On 31 May 2021, two days after I’d conducted the Backshelf Beer tasting, Joongang Daily printed an article on craft beers.
The semifinals and finals were conducted back-to-back.
I was happy to be joined by my cousin PJS. As the earlier rounds clearly indicate, my tastes run towards the richer, deeper, hoppier European styles, so perhaps PJS – who is as Korean as they come – would provide a counterbalance. I even added Cass, long ago eliminated in the quarterfinals, just to see how far it would get with a Korean judge on the panel.
The semifinalists were divided into 2 groups:
Group 1: Beck’s vs Estrella Damm vs Tiger
Group 1: Heineken vs Pilsner Urquell vs San Miguel (vs Cass)
In the groupings, each beer was tasted blind and scored once on an overall 4.0-scale. The beer with the highest score, combined from both judges, moved on to the final round.
After the conclusion of Group 1, we took a 1-hour break and conducted Group 2.
Group 1 (me + PJS)
- Beck’s (3.0 + 3.0 = 6.0)
- Tiger (3.5 + 2.0 = 5.5)
- Estrella Damm (2.5 + 2.5 = 5.0)
Group 2 (me + PJS)
- Pilsner Urquell (3.5 + 2.0 = 5.5)
- Heineken (3.0 + 2.5 = 5.5)
- San Miguel (2.5 + 2.0 = 4.5)
- Cass (2.0 + 2.0 = 4.0)
Whereas Pilsner Urquell and Heineken tied in combined points, and I didn’t have enough beer for a tie-breaker (I had only brought 1 can of each contender), I called for both to advance to the finals.

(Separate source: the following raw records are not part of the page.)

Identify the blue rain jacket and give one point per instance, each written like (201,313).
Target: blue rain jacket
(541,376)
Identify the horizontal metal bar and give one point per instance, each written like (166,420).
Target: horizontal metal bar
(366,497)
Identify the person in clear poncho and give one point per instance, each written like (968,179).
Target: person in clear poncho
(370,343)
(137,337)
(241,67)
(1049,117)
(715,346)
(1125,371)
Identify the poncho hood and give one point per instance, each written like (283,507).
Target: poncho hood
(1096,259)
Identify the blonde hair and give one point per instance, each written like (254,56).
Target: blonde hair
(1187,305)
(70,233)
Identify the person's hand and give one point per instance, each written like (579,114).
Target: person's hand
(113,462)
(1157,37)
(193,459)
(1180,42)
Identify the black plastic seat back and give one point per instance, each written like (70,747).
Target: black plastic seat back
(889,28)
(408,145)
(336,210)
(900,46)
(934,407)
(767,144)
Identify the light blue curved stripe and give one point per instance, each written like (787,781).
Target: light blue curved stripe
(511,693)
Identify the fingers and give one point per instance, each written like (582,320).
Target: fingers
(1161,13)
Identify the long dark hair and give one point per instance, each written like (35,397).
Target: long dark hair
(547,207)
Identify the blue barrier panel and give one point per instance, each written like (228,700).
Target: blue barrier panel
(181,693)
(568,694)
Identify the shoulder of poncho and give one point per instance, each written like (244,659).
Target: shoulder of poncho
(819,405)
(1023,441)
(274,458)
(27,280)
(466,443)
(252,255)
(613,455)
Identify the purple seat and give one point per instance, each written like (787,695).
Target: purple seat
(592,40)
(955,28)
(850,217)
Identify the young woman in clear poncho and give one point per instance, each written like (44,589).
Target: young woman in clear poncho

Individually, we blind-tasted the final three beers and ranked them first, second, and third. The top choice was allocated 3 points, the middle choice 1 point, and the last choice 0 points, then the points from both judges were combined.
- Pilsner Urquell (3 + 3 = 6)
- Beck’s (1 + 0 = 1)
- Heineken (0 + 1 = 1)
How perfectly poetic that the inventor of pilsner should win the World Series of Pilsner, 180 years later. It has long been one of my favorites, so I was glad to secure affirmation. The outcome would’ve turned out the same had I done the tasting alone, so the win is even more convincing with my cousin’s vote.
Throughout the competition, I’ve been pleasantly surprised to see Heineken consistently win high points. The brand is sometimes dismissed by cynics, just because of its global ubiquity. As WSP suggests, perhaps the popularity is well-deserved.
The Top 3 finish of Beck’s shows that I had good taste in beers even as a college student.
Overall, I was comforted to confirm that most of the beers were just fine to drink. I won’t complain to find them on a menu.
Generally, I was disappointed but not surprised to see the Korean contenders do so poorly. This was largely a reflection of my own dislike of thin, bland beers, though my cousin seemed to agree. I was pleased to discover that newcomer Terra is quite good: rich, balanced, unlike any Korean beer in history. I realized that most Korean beers have silly names that sound vaguely like words, but aren’t: e.g., Cass, Terra, Kloud, Hite, Fitz, Filite, Filgood. (Same with Korean cars names: e.g., Sorento, Avante, Elantra, Veracruz, Atoz, Starex, Starius, Korando, Equus, Actyon, Rexton, Kyron.)